I remember vividly being really upset when someone said to me "you only made that quilt because you know the Americans like it"
They were talking about the American Gothic quilt that went on to win many awards.
Little did they know the tragic story behind why I made it.
The reason for making it had been a journey since I was 11 years old and I just couldn't believe that someone would make a comment like that without knowing the facts.
I make quilts for personal and emotional reasons not to win prizes. I could never sell a quilt because I have poured too much of my soul into it.
Today I had to write an outline for this quilt.
This is not a beautiful quilt.
However, it has more meaning than most of my quilts. It tells a story that is quite emotional for me.
I travel a lot.
I carry my quilts with me and at the airport I’m always nervous until the case turns up on the carousel. (that's why I now carry bright green ones)
A few years ago, traveling from New York to London. I arrived in good spirits but tired. I was looking forward to getting to my hotel and relaxing before my scheduled film shoot.
The Carrousel went round and round…. No luggage.
I didn’t panic because it has happened many times before.
I we assured it would be on the next flight which arrived in an hour and I was given a place to sit in the terminal where I could wait and see the luggage arrive.
The next flight arrived…. No luggage.
A slight panic set in.
The next flight arrived…No luggage.
After waiting for 5 hours, I was told they had no record of my luggage. Despite having the bag tags, American Airlines had no Electronic trace on them.
Shattered I left the airport for my hotel and in a state, I inadvertently left my camera bag on the trolley. I realized that I had done so as soon as I was through security and tried to slip back through the secure section but the bells and sirens went off and I was hauled off to explain my actions… could it get any worse.
3 hours later I retrieved the camera bag.
At the hotel with nothing, but my computer and camera I fell into a deep sleep, imagining that the bags would arrive that evening as promised.

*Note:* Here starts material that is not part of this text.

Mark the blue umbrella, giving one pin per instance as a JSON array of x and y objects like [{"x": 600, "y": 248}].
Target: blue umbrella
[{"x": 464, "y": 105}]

4 days passed and still no information.
I missed my film shoot.
I had to buy the basics to get through and on the 5th day, in deep depression and with the loss of 100 quilts, I decided to go home to Australia.
I thought I will do one final photo shoot and took off for the Spitalfields Markets which was near my hotel.
I shot photos relentlessly, I never aim the camera a people, but I did on this occasion. Many scuttled away as if trying to hide their persona.
I talked to people who asked why I was photographing and I lost myself in the moment.
One man followed me around for an hour, chatting aimlessly.
I had four hours of relief from stress and when I returned to the hotel, there was a note to say my bags would be there soon.
I laid down on the bed and slept for 5 hours straight.
My bags arrived late in the evening.
What does this have to do with the quilt?
It was made to heal from that trauma.
The stress doesn't leave you when you're home because you have to do it over and over again. I figured I would work my stress out by creating a quilt.
The Graffiti images are my photos taken on that day and printed them on canvas. They were bright, faceless and provided a clear image of hope in a sea of gray urban-ism.
I saw young men, skating, relaxing, unaware of my personal drama.
I enjoyed creating my own personal tag PKH, in fabric.
But the quilting and the texture was significant in capturing the moment in fabric.
I auditioned the quilting to signify my panic.
I added dyed cheesecloth, and other pieces of fabric and attempted to construct the image of an urban landscape in fabric.
I don’t know if I achieved the texture, but its an interesting quilt.
It was the first time I had used the cheese cloth to create a textural image.
So when you look at a quilt – do you ever wonder about the meaning behind it?
3 Comments Add yours
Pam thank you for sharing your story behind Urban Landscapes. You asked “So when you look at a quilt – do you ever wonder about the meaning behind it?” My answer is Absolutely! For the life behind the quilt.. the one making the quilt is far more important in the scheme of life. Many won’t, or more likely, are unable to share their stories beyond the expression they have put into the art but the people and their stories are as fascinating as the art. Thanks again- Barb
Barbara, I agree with you.
Wouldn’t it be interesting to have book about the stories behind the quilts.!!!!
Thank you Pam for sharing this quilt, it has a wonderful vibrancy with all those different textures. And yes, I always wonder about the story behind every quilt!